Publié le 21 septembre 2009 par Sylvainrakotoarison

(dépêches)
Scoop étrange : les amours révélées de Valéry Giscard d'Estaing avec Lady Diana ?
(VGE et Lady Di en 1994)
VGE-Lady Di, le vrai roman de la rentrée
Philippe Cohen - Marianne | Dimanche 20 Septembre 2009 à 18:11 | Lu 13727 fois
Dans un roman à clefs à paraître à la fin du mois, l'ancien président de la République s'apprête à suggérer certains éléments de sa vie privée et notamment une relation très particulière avec Diana dans les années 1980.
Quand un Président rencontre une princesse (dessin: Louison)
Le secret était assez bien gardé. Le livre est bien sûr édité sous X, comme on dit dans le jargon des maisons d'édition, c'est-à-dire que le diffuseur, en l'occurrence Hachette, livre les libraires sans bons de commande, « à la fourchette » de palettes d'ouvrages rendues anonymes, tandis que la presse est tenue à l'écart du processus de promotion du livre, sauf un journal choisi qui publiera les bonnes feuilles.

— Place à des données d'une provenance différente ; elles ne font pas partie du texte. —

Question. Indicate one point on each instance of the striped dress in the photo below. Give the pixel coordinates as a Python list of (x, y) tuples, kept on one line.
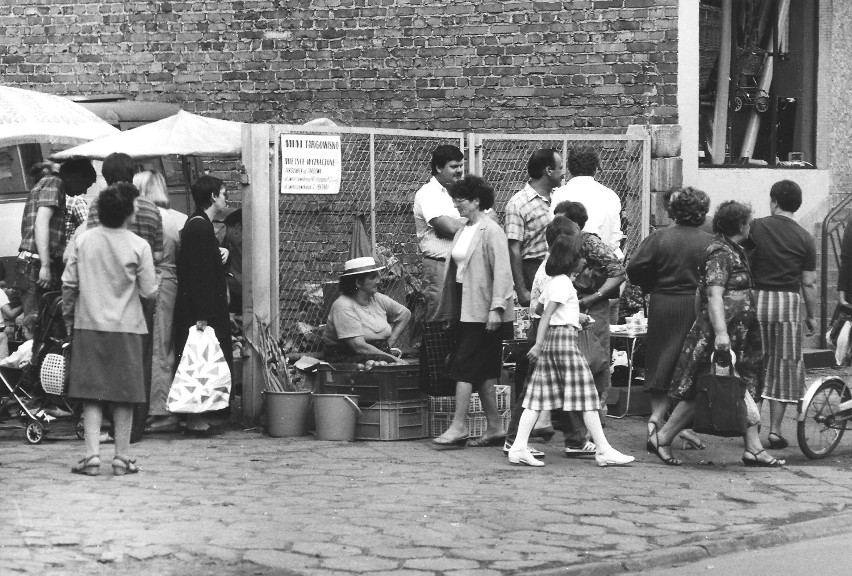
[(561, 377)]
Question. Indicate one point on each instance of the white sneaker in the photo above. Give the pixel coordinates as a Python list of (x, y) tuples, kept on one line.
[(523, 456), (612, 457)]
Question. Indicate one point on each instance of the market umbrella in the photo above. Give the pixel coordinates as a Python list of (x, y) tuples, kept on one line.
[(29, 117), (183, 134)]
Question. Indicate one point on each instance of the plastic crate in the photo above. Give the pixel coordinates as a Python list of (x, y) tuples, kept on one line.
[(476, 423), (395, 383), (393, 421), (447, 404)]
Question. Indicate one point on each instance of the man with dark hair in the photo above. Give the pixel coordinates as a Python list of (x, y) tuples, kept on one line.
[(148, 223), (602, 204), (436, 221), (527, 215), (43, 229)]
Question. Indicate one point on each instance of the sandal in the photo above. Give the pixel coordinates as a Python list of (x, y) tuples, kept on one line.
[(124, 466), (779, 443), (758, 463), (655, 447), (87, 467)]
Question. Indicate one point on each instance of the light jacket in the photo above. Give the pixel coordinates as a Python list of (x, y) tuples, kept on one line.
[(487, 278)]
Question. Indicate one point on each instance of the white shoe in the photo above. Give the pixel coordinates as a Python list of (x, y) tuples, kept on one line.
[(538, 454), (523, 456), (612, 457)]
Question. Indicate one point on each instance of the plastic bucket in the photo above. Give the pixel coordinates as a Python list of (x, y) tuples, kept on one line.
[(287, 413), (335, 416)]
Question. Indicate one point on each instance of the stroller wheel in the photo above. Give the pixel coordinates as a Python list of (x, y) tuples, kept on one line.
[(35, 432)]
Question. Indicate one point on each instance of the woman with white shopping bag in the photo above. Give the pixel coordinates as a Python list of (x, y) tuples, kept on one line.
[(108, 271), (202, 299)]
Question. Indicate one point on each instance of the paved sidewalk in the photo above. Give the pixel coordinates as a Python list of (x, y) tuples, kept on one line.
[(248, 504)]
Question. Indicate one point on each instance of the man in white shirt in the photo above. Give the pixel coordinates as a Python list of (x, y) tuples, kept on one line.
[(436, 221), (602, 204)]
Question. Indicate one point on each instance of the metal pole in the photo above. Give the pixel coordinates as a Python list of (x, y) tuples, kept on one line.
[(373, 191)]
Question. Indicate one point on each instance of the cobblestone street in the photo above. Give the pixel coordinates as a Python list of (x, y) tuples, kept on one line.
[(248, 504)]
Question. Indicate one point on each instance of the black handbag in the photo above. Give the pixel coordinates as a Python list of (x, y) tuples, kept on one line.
[(720, 406)]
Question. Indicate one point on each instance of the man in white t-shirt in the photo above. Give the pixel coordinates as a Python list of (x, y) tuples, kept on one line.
[(602, 204), (436, 221)]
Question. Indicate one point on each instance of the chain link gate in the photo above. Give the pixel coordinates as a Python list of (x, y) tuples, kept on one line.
[(625, 167), (381, 172)]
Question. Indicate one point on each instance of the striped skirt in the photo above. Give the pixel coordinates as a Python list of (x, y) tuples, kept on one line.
[(670, 317), (779, 314), (561, 377)]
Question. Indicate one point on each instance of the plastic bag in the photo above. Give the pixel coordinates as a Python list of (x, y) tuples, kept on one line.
[(203, 380)]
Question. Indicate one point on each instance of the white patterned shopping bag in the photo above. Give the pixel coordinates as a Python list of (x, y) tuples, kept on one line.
[(203, 381)]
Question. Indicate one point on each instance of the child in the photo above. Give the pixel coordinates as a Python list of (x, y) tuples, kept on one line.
[(22, 356), (561, 376)]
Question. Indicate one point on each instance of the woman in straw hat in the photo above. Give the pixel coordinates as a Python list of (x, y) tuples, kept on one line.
[(363, 324)]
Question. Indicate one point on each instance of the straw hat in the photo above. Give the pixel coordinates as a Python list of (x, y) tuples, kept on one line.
[(360, 266)]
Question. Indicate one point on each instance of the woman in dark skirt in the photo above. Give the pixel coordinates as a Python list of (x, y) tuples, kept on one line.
[(202, 297), (666, 266), (478, 295), (106, 274)]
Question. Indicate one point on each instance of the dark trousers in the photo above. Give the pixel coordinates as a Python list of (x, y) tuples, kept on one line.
[(140, 411)]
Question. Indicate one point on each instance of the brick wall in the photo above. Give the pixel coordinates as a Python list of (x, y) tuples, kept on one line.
[(593, 64)]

Le scoop, le voilà : dans ses mémoires à paraître à la fin du mois, co-éditées par de Fallois et Fixot, l’Ex évoque sa love affaire avec Lady Di dans les années 1980. Bien sûr, le passage sur cette croustillante affaire peut toujours être supprimé au dernier moment. Mais Fallois et Fixot misent bien sur ces révélation pour établir leur tirage à 100 000 exemplaires, un tirage tout à fait exceptionnel.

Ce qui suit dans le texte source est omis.